Okay. For some time, there have been comparisons to the approach that you've undertaken to what Imara was doing. And so why do you think that was the wrong way of looking at it?

Yes. So I think one of the things that we are most excited about is a combination of preclinical data that we've generated so far as well as our Phase I healthy volunteer data that we shared last year. And our preclinical data has shown a robust increase in both HPG mRNA as well as protein across a number of different assays, including CD34-positive assay, Townes mouse model, wild-type model. We saw a similar induction in mRNA in healthy volunteers. I think the CD34-positive assay is a particular interest in that we've profiled a number of other mechanisms that either have tried to induce HbF -- some of them were successful. Some of them were unsuccessful. The PDE9 inhibitor was something that we tested. That was a [ MARS ] program. We did not observe any HbF induction in that assay. And I think that's what's consistent with what was observed in the clinic. So I think we're very encouraged by the fact that based on what we've seen in the translatability of this assay before, it seems to have translated very well. I think at a high level, though, we certainly -- as we said, the opportunity to induce HbF with a small molecule, we think, would really be transformational.

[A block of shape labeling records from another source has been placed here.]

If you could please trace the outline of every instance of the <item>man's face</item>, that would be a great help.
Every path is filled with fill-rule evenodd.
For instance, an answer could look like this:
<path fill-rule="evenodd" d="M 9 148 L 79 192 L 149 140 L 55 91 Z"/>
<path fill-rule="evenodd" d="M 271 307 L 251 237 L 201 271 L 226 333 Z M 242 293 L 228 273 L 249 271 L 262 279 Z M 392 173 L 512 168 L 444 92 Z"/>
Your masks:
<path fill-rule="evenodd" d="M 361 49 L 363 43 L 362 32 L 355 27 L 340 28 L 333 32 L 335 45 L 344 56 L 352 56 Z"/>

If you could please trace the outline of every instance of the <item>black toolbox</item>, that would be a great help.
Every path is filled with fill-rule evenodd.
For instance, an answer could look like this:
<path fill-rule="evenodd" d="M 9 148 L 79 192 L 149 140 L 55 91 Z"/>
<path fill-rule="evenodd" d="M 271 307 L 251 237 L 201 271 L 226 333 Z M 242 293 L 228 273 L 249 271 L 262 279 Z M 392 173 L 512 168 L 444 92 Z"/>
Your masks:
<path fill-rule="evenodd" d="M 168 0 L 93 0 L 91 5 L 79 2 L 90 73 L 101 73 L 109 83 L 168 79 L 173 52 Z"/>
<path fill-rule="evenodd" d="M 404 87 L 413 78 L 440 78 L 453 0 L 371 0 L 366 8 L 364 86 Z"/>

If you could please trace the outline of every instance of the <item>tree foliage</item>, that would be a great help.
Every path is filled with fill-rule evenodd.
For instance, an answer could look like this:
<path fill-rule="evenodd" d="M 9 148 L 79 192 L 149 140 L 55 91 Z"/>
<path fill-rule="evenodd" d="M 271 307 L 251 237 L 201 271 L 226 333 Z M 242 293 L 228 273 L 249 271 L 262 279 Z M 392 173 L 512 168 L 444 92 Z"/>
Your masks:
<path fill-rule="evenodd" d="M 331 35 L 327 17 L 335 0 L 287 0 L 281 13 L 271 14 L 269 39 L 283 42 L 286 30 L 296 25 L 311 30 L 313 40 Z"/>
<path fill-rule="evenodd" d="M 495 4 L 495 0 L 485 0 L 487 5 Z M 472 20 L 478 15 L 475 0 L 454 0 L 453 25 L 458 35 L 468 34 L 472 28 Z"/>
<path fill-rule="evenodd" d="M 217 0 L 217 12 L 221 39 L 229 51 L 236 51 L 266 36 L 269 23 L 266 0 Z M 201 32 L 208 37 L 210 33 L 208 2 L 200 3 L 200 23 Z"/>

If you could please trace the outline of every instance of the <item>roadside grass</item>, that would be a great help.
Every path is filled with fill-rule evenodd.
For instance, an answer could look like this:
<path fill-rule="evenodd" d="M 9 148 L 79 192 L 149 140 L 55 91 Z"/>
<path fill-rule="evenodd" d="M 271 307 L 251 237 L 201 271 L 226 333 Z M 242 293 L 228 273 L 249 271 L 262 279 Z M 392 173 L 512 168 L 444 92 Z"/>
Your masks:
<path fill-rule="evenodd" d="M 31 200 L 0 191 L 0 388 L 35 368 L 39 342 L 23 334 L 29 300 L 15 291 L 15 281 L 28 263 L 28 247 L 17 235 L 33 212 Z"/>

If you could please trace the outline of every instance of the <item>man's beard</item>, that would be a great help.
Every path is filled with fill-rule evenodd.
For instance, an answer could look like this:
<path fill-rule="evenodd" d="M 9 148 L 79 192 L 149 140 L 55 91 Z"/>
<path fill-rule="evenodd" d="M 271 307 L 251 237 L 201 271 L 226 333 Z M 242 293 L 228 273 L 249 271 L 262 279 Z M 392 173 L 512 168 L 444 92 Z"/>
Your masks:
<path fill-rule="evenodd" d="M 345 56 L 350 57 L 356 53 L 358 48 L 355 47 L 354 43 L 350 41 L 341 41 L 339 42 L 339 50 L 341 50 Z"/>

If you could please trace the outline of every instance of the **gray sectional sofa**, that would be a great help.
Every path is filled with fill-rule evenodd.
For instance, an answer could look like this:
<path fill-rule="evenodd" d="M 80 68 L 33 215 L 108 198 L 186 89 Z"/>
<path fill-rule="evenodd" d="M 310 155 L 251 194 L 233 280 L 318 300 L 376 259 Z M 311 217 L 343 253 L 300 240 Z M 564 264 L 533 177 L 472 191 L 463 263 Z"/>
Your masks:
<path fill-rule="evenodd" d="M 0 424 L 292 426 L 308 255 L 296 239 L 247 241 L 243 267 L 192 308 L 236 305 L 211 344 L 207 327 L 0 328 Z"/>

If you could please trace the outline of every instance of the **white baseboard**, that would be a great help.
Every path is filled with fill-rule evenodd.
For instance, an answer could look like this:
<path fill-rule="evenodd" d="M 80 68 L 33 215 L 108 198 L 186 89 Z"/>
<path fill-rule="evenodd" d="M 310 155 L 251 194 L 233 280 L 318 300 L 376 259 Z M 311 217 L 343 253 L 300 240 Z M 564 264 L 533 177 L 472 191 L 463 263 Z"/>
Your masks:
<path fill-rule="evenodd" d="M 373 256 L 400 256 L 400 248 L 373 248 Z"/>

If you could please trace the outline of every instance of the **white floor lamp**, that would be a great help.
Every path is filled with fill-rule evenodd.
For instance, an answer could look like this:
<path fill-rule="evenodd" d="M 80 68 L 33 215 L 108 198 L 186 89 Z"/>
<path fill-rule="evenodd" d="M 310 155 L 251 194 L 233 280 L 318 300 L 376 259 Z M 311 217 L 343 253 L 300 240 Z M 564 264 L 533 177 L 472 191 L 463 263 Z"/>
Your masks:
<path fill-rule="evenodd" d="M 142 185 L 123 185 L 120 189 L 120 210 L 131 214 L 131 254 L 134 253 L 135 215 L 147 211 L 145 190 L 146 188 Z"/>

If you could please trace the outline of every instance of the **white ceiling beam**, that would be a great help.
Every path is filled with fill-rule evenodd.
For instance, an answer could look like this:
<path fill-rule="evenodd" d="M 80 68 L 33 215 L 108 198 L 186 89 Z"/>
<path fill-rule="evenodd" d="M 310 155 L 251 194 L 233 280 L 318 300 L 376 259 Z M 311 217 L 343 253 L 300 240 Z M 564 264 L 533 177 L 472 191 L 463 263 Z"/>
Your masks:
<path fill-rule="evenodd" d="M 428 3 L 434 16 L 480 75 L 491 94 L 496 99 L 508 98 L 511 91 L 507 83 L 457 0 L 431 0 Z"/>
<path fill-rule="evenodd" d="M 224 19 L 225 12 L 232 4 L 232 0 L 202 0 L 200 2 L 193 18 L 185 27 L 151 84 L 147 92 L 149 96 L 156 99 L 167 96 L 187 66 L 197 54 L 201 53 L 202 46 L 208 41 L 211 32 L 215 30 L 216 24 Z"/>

Right. So we're all excited for your upcoming update for your program. Can you give us a sense of what to expect on that Phase Ib update, what in your mind would be clinically meaningful and what the next steps would be?

Yes, absolutely.

Sure. I'll take that. Our Phase Ib program, I think, to understand it, what I want to do is just talk a few more seconds in terms of what Bryan already expounded upon in our Ia program. We're really doing a deliberate study of the interactions between exposure, mRNA and hopefully, ultimately, protein as well as target engagement. So when we did our Phase I study, we built a fairly robust pharmacological model. So using quantitative pharmacology to really understand these relationships, what's the relationship between exposure, target engagement, mRNA in healthy normals, understanding the kinetics as well as the scope of the changes. In this next study, we will add HbF to that, put it in the model and really hope to understand 2 things: one is what is the kinetics of the onset, hopefully, when we see HbF; and then secondly, how high are these changes. What we know from the literature, as Bryan already spoke to, from the literature, from gene editing, from KOLs, the focus for the program and the goal for the program ultimately in a therapy is to get to a 5% to 10% increase in HbF over the baseline. That will be transformative. Now in this first study, we will look at a dose of 6 milligrams. We picked that because in the early healthy volunteer study, that was a reasonable dose that did show us target engagement, and it did show us meaningful amounts of mRNA. So by taking this dose into patients with sickle cell disease, what we'd look to see in approximately a month is some protein induction, some. If we see that, that is transformative for the program, and it is proof of concept. We're also going to look at 3 months. Now when you look at the other mechanisms of action that are increasing HbF, they get to maximal levels in 3 to 5 months. So 3 months might not be maximal for us, but it will be sufficient for us to take this data, take the data from our pharmacological modeling and be able to identify a clear path forward for the program to be able to deliver that transformative level of HbF in increasing that 5% to 10% over baseline. So for us, this will be really instructive in terms of proof of concept, first time we're seeing protein production in patients, then also that clearly defined pathway to what a hopefully single dose will be for a registration trial.

Okay. That was crystal clear. Thanks for that, Judith. Now one thing that I'm curious about is if it takes anywhere from 3 to 5 months to get to that maximum level, why take a look at 3? Why not wait until like 6 months?

So 3 months will be sufficient. So just as I outlined, because we really do understand those kinetics in terms of that target engagement, that time to onset, what we wanted to do was to build a model to help us predict both the kinetics as well as the increase. We believe that we will understand enough about these relationships so that at 3 months, if we are at that 5% to 10% increase over baseline, phenomenal. But we don't need to be there at our very first dose. What we need to understand is what do those relationships look like, not just the protein, but what is the target engagement, what is the mRNA, what is the kinetics of those reactions. We'll be able to then look back at our model and say, all right, now we know what to do next.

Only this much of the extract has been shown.